Reading code is hard.   It is hard when you're using an IDE that does syntax highlighting, it is harder when it all gets printed up.   And yet, far too often, programming books consist of piles and piles of code, separated by text.    The text should say the important things - and it should tell us about them in words.   Authors need to think carefully about what they're saying and how, and keep the code to a minimum.    If it is absolutely necessary to add more code (often boilerplate of one sort or another),  that should be done in the web copy of the code (there is a web accessible copy of the code, naturally).   A couple of lines is usually all that that is needed to show how things are working (more in some of the more verbose languages).   A good guideline: if the code needs to be split across multiple pages, it is too long.   

In some of the poorer books I've seen, there are great hunks of code, a rather shorter section of explanations and then more great hunks of code.   In the worst of these, the great hunks of code may be many pages long.   In one case (this was a while back), the book was organized around a single program which started at perhaps 20 pages of code that did something simple.   Then over the course of several iterations, slight changes were made to the code and the whole program was repeated (with typography indicating the changes).   It was a while ago, but I remember that the final iteration was huge.  Now this was before the internet made it as easy as it is now to put your code online (the author/publisher did put the code online?  I thought so), but I doubt that anyone read much more than I did of the programs (typically only a quarter of a page or so).    The idea of picking a single program and adding to it was a good one (so the reader doesn't have to switch problem domains repeatedly), but the way it was done was simply awful.

In another book, the same kind of thing was done in the sense that most of the text worked around a single problem, offering different approaches along the way.   This book didn't just do massive code dumps onto pages, but did repeat code text over and over with a line added or changed here or there.    Some of this is probably necessary, but repeating whole functions with no changes multiple times is unnecessary.    In this case the author did have all the code available online, but some of the listings were incomplete and didn't compile on my system.  

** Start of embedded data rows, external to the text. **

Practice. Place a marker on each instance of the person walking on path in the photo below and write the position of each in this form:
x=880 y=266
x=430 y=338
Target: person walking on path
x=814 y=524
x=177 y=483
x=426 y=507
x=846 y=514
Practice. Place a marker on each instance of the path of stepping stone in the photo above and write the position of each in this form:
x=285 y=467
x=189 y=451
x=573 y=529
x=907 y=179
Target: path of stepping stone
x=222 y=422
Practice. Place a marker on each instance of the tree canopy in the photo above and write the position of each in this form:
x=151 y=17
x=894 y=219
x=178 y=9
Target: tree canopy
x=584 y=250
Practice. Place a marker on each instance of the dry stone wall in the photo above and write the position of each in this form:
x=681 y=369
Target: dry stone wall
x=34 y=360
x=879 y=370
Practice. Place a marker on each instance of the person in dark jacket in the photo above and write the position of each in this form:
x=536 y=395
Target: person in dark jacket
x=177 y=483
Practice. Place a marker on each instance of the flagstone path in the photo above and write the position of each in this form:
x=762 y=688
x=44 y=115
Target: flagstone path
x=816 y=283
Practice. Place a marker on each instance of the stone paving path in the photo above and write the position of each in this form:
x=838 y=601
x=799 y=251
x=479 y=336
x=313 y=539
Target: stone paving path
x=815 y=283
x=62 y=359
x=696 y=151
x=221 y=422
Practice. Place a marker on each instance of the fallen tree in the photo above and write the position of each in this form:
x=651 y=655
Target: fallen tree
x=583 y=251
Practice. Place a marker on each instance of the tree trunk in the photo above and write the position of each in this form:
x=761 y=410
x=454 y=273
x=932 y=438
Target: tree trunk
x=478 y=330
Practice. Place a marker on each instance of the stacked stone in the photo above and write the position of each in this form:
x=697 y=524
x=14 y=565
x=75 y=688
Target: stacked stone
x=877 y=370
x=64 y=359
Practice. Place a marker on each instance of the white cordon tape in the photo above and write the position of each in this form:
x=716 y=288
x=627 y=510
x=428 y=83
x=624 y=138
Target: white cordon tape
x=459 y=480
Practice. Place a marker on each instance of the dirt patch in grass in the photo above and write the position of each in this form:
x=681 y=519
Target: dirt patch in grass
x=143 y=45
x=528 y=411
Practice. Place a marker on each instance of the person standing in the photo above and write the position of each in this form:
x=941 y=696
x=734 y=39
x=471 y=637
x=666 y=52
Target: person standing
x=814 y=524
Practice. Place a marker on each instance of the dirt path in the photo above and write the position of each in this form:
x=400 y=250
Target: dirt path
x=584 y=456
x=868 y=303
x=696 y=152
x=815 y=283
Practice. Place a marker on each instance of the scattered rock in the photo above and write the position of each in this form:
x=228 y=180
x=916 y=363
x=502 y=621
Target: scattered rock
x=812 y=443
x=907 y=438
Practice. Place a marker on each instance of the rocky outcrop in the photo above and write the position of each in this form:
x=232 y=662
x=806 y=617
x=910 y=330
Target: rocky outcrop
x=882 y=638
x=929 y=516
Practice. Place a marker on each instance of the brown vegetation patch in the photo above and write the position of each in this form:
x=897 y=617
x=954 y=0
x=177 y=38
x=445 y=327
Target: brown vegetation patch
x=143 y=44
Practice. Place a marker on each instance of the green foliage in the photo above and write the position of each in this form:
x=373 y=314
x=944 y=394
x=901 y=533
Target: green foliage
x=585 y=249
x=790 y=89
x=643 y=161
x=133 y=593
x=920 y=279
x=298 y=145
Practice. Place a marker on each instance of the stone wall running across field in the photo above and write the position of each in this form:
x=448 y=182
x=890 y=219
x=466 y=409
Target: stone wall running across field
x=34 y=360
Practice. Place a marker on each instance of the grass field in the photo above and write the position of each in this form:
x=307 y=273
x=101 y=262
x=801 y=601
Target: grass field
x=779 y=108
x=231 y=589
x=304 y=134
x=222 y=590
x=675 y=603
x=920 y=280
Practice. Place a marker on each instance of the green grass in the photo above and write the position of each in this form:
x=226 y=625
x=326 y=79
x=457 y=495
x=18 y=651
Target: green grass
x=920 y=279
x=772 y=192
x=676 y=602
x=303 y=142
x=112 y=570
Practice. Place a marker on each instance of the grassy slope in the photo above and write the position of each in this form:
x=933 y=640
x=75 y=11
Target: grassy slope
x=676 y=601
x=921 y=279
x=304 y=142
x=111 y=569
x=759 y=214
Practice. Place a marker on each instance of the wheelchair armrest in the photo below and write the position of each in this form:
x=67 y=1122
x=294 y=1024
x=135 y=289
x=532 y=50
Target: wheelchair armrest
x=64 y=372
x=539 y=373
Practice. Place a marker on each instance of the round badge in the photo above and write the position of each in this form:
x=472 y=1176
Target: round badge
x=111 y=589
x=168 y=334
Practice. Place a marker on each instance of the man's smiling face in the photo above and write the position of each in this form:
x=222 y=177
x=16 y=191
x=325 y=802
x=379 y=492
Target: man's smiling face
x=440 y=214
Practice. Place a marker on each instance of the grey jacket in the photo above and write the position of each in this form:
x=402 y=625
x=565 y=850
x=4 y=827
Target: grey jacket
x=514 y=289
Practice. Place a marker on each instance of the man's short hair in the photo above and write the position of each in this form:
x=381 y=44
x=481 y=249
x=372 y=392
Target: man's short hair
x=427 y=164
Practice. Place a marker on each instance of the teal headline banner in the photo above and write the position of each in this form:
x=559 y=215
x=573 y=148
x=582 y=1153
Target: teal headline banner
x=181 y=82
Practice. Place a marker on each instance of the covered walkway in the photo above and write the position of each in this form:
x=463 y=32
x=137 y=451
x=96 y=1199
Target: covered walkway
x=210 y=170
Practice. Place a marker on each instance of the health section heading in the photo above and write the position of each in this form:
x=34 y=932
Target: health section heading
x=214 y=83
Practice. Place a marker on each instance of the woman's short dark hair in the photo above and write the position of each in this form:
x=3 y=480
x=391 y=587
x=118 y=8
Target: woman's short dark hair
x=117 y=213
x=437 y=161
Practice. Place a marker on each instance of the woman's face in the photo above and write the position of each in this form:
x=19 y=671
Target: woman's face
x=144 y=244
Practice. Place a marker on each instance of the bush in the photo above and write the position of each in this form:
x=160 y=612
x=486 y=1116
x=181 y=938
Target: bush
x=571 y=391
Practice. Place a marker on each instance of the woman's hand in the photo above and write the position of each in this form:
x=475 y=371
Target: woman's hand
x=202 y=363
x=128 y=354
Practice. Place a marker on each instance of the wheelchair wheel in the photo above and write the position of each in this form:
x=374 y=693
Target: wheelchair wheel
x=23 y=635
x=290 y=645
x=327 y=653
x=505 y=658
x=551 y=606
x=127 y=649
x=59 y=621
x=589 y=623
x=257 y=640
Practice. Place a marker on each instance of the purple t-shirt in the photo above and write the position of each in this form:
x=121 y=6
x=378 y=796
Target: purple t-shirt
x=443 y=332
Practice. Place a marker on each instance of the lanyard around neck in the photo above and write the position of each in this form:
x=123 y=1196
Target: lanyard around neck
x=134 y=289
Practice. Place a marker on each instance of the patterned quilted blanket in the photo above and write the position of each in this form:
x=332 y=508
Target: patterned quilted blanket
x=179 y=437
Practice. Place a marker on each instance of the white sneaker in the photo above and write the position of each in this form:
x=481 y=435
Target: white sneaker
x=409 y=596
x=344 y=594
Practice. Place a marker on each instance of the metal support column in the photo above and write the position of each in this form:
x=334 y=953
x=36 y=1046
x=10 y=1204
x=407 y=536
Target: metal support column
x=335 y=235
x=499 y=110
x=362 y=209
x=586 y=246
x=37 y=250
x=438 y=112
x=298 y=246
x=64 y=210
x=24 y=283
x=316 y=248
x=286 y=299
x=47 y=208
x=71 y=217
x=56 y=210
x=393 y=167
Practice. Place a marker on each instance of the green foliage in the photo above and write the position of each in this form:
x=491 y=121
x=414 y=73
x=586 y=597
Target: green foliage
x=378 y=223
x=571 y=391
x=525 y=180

Perhaps the code is really, really necessary to have on paper.   Fair enough.   But comments?   There's a place for printing out very short comments in the code.   This might be a quick "notice this on this line" thing, or perhaps an identifier for the file on the website.   For the most part though,  the text should be doing the explanations - not the comments.   I've seen programs in books where the size of the comments is roughly the size of the code.    Why oh why didn't the author explain all this in the text?     In more than one case, there have been programs that didn't fit on a single page, and the reason was that the comments made it too long.  

Program typography is another problem, but I'm not sure there's a good solution.   Monospaced typewriter style fonts seem to be the favorite for program text, but even a little help can make the code easier to read.   Boldfacing reserved words and doing comments in italics can go a long way to improve readability.   Line numbers where needed (if they're needed, the code may already be too long) can be useful, but it is quite possible to do them in a smaller font so they're not so intrusive.   

Finally the swoopy "this a a newline" thingy.  If your lines are long enough to require a second line, format them in your editor to fix this.    Most programming languages can cope with this quite nicely - while there might be a reason to do this in a whitespace sensitive language such as Python,  there is no reasonable justification for doing this in a language like Java or C.